This year’s EU election will be the “last chance” to kill populism, Guy Verhofstadt has warned, calling for sovereignty-destroying “reform” which would transfer national powers to Brussels.
In an interview with five influential establishment newspapers from across the continent on Tuesday, the veteran MEP and Brussels’ Brexit coordinator gave his backing to the vision of a federal EU superstate unveiled by Emmanuel Macron earlier this week.
A “centrist, pro-European reformist political force” needs to take charge in Brussels following May’s EU elections, Verhofstadt said, stating that the French president’s call “for the revival of Europe” must be “one of the key points of reference” for politicians aligned to this cause.
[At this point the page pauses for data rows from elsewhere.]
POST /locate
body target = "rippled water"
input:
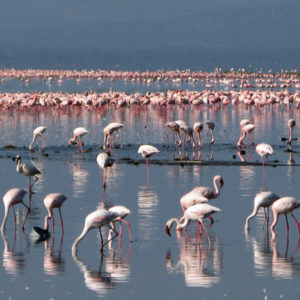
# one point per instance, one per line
(154, 265)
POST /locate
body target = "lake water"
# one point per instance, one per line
(154, 266)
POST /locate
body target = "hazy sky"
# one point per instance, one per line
(150, 34)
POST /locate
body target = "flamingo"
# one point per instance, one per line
(202, 194)
(38, 132)
(96, 219)
(196, 212)
(108, 132)
(284, 206)
(11, 198)
(246, 129)
(291, 124)
(104, 160)
(78, 133)
(146, 151)
(121, 212)
(211, 126)
(54, 200)
(263, 199)
(27, 170)
(173, 126)
(198, 126)
(264, 149)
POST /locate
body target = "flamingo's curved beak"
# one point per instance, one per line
(168, 231)
(221, 182)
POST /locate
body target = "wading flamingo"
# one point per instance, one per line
(196, 212)
(198, 126)
(108, 133)
(265, 200)
(96, 219)
(202, 193)
(38, 132)
(291, 124)
(78, 133)
(121, 213)
(54, 200)
(11, 198)
(146, 151)
(174, 127)
(211, 126)
(27, 170)
(104, 160)
(246, 130)
(264, 149)
(284, 206)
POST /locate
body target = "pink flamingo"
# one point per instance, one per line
(196, 212)
(54, 200)
(104, 160)
(38, 132)
(211, 126)
(27, 170)
(173, 126)
(263, 199)
(146, 151)
(245, 130)
(78, 133)
(264, 149)
(108, 132)
(198, 126)
(121, 212)
(284, 206)
(96, 219)
(11, 198)
(201, 194)
(291, 124)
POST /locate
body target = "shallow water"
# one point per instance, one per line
(154, 265)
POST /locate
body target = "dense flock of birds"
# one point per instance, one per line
(257, 89)
(195, 204)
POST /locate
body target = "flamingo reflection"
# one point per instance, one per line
(267, 259)
(13, 261)
(147, 208)
(80, 177)
(96, 280)
(201, 264)
(54, 263)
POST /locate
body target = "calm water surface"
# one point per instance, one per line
(154, 265)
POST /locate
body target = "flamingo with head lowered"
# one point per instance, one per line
(202, 194)
(38, 132)
(78, 133)
(10, 199)
(196, 212)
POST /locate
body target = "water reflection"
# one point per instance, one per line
(247, 180)
(113, 269)
(201, 264)
(54, 263)
(147, 207)
(13, 261)
(80, 178)
(268, 260)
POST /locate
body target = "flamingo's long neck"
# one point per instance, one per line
(33, 140)
(250, 217)
(85, 230)
(212, 136)
(217, 189)
(5, 218)
(179, 225)
(199, 138)
(275, 220)
(243, 135)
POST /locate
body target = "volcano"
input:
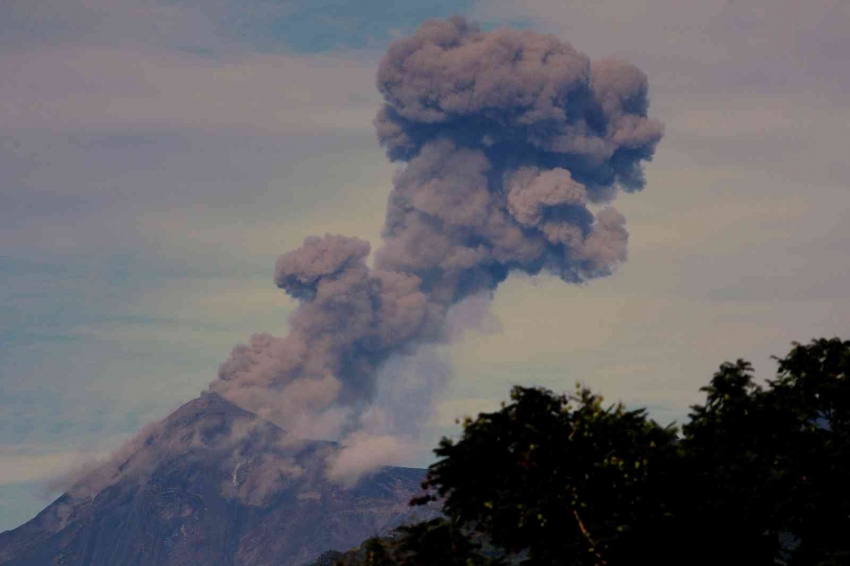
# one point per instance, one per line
(212, 484)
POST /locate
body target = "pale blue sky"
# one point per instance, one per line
(154, 162)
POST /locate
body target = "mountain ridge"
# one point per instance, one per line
(212, 484)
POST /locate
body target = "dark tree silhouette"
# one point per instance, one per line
(757, 476)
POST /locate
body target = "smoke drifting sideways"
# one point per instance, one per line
(514, 145)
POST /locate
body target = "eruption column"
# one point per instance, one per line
(514, 143)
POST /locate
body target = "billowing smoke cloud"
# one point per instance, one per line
(514, 143)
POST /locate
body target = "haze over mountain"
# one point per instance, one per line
(211, 484)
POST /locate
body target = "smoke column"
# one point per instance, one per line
(514, 145)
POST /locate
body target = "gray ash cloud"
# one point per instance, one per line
(514, 145)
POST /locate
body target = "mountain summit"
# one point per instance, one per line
(211, 484)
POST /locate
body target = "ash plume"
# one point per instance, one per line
(514, 144)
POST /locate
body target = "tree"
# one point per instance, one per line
(758, 476)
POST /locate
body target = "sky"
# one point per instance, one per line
(156, 157)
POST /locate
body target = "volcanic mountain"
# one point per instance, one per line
(212, 484)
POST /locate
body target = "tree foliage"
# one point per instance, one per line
(758, 475)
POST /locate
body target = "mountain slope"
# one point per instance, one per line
(211, 484)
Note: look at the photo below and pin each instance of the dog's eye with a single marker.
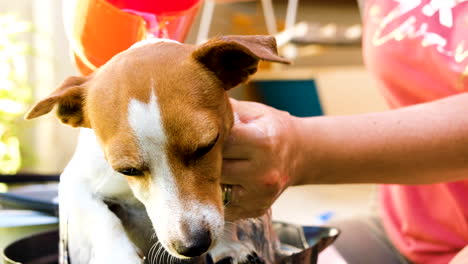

“The union envisioned by [the French president] is a Europe that can stand on its own two feet, in a world of great powers in which EU nations would not be able to protect their own interests and way of life by themselves,” he said.
Asserting that “nothing is eternal”, the Belgian politician stressed that, without a statist Brussels takeover — which would see Eurocrats create an EU army, seize control over national borders, migration and bloc-wide energy policy, and even “organise the internet in a European way” — a populist “nightmare will become reality”.
Such measures are “not just about blocking populists or nationalists but [are] also about breaking the current status quo and stagnation” that prevents EU officials from imposing top-down “reforms” on every member state, Verhofstadt admitted, dismissing belief that European federalism could be slowed, or that any aspect of national sovereignty could be restored as “stuck in the past”, and ideas which were on par with those of his right-wing “enemies”.
Asked why he believes populist sentiment has been strengthening across the bloc, the former Belgian prime minister blamed the internet, before going on to echo Macron in endorsing an EU-wide purging the internet of so-called “hate”.
“One reason is technical, in that social media is being used for political and electoral abuse such as lies, hate speech and other manipulations about which Facebook, for example, has done very little.”
“A second reason” for the growth of patriotic politics in Europe, according to Verhofstadt, was a “lack of courage” in Brussels to sanction, penalise, and shut down popular conservatives leaders such as Hungarian prime minister Viktor Orbán.
The 65-year-old, who has led EU Parliament’s Alliance of Liberals and Democrats for Europe (ALDE) for a decade, called for the creation of “a single Euro-African economic area” at a conference of the EU parliamentary grouping last week, claiming such a construct would have an “enormous potential … able to rival with China” in terms of consumer numbers.